Ma tante Gina

lundi 19 décembre 2016 Commentaires fermés sur Ma tante Gina

Toute lecture est une écriture en nous. Mais parfois la lecture provoque à l’écriture d’une façon plus visible, à travers une coïncidence qui justement cesse d’en être une, s’empare de nous comme nous nous emparons d’elle. Deux chapitres de Ce qu’il faut de Corinne Lovera Vitali1 ont pour titre ma tante Gina et encore ma tante Gina. Il se trouve que moi aussi j’ai eu une tante Gina, dont je ne fus pas aussi proche, mais dont j’ai un vif souvenir qui n’est pas pour rien dans le tropisme qui m’emmène souvent au-delà des Alpes.

Je dis vif souvenir, mais je ne sais plus rien de son visage, de sa silhouette, plus de cinquante ans ont passé depuis ces temps où elle m’appelait ragazzino pour m’épargner la vexation supposée du bambino. C’était dans la maison d’A. l’un de ses fils. Le père d’A. était un cousin germain de mon grand-père, et c’est pour cela qu’on me la désignait comme tante. Dans les années 1920, il était parti en Italie exploiter un procédé chimique en même temps que mon grand-père faisait de même en Belgique et son frère en France. Ma tante Gina a dû donc vivre à Milan où l’entreprise s’était établie, mais je pense qu’elle était originaire d’ailleurs, d’un monde plus rural ou montagnard, de quelque part en tout cas où ne régnait pas la réserve milanaise. Gina était pour moi le maillon italien de la famille.

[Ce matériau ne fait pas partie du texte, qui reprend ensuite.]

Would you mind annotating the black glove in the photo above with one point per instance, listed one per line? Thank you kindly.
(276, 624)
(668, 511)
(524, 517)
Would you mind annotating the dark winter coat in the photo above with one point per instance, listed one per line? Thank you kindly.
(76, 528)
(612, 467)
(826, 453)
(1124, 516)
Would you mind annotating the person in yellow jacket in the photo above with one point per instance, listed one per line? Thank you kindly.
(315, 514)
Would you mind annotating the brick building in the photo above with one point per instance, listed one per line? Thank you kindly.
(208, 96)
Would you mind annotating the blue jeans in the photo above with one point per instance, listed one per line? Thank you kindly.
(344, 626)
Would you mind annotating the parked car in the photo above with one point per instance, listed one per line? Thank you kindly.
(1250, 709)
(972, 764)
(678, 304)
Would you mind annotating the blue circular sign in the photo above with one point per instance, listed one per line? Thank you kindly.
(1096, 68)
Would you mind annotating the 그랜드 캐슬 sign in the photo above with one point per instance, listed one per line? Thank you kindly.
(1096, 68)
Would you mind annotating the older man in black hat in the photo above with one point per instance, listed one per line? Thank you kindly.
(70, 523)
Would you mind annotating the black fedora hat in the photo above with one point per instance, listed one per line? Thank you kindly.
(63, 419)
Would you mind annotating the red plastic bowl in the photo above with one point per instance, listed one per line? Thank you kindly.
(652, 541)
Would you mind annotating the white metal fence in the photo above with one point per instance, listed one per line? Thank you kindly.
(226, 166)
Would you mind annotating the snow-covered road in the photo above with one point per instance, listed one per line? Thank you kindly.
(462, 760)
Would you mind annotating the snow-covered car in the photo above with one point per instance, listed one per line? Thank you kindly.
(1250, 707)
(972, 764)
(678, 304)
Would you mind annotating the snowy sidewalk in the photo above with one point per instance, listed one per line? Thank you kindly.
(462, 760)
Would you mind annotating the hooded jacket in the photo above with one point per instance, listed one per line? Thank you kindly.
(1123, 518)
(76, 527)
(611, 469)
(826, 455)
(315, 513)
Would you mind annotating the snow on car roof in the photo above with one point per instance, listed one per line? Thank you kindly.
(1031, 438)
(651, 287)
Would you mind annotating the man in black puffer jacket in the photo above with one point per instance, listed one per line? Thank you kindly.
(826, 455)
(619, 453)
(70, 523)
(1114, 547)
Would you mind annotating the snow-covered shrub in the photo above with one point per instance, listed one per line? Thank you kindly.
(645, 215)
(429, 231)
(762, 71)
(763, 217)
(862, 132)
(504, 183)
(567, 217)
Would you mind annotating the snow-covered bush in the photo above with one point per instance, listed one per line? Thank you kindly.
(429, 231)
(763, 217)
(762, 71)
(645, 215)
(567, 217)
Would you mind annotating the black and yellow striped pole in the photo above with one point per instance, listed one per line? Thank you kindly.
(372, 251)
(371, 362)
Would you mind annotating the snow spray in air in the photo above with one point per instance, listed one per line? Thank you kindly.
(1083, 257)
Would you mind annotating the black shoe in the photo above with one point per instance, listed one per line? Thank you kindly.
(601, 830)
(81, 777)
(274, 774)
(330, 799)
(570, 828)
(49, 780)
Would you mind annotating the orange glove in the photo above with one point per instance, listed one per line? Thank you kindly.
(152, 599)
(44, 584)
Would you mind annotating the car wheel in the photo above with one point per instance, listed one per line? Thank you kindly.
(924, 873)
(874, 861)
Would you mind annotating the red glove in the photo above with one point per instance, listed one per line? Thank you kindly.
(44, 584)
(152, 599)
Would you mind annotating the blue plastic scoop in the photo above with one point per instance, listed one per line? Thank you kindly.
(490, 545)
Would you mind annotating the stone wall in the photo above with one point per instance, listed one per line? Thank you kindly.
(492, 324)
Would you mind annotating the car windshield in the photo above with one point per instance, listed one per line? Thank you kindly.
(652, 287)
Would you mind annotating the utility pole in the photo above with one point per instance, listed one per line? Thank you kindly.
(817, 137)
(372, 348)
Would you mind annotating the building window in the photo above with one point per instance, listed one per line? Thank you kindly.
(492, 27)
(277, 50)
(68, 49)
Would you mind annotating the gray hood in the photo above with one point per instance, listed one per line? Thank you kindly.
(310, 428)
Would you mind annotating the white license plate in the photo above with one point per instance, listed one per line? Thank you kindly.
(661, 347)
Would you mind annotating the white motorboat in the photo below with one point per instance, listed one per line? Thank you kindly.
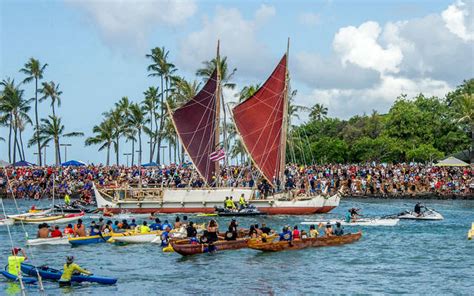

A. avait épousé G., une suissesse originaire de la campagne fribourgeoise dont la mère paysanne eut 13 enfants et vécut cent ans. Je ne sais pas si la proximité phonétique avec le nom de sa mère joua un rôle. Après la guerre, A. reprit l’entreprise de son père. J’ignore ce que celui-ci était devenu, s’il fut gazé à Auschwitz comme mon grand-oncle ou parvint à y échapper comme A. En tout cas, il n’était plus de ce monde quand j’ai rencontré ma tante Gina.

A. avait alors pris une retraite anticipée dans la partie suisse du Lac Majeur, ne gardant qu’une entreprise de photographie aérienne qu’il avait créé pour assouvir sa passion de voler. Aujourd’hui A. a 99 ans, mais parlant de son âge, il dit qu’il est entré dans sa centième année. A., il a la classe dans tout ce qu’il fait, de chacun de ses gestes à sa façon de skier. G. était pianiste. La voyant parfois déprimée, il fit construire sur les hauteurs dominant le lac une maison en forme de piano où il vit encore deux ans après sa mort. Sa capacité à parler avec tout le monde et de tout, son ouverture d’esprit et son humour, j’imagine qu’ils lui viennent de sa mère, de Gina.

Gina m’apprenait des bribes d’italien et des jeux de cartes. Des réussites, un jeu ressemblant à la crapette et surtout le scopone scientifico, une sorte de mélange entre le tarot et le bridge, mais un bridge où tricher (par communication entre les joueurs) ferait partie du jeu, du moins tel qu’il se joue aux tables des cafés. Elle avait trouvé ce terrain parce qu’il nous permettait à tous deux d’être fiers. Moi de jouer à un jeu d’adulte et elle comme si elle savait par anticipation qu’un jour Bette Davis jouerait son rôle dans L’argent de la vieille2. Le scopone scientifico se joue à 4 (deux équipes de deux comme le bridge), mais nous jouions à deux selon des règles adaptées. Elle se moquait de moi, avec gentillesse, mais sans la pousser jusqu’à perdre.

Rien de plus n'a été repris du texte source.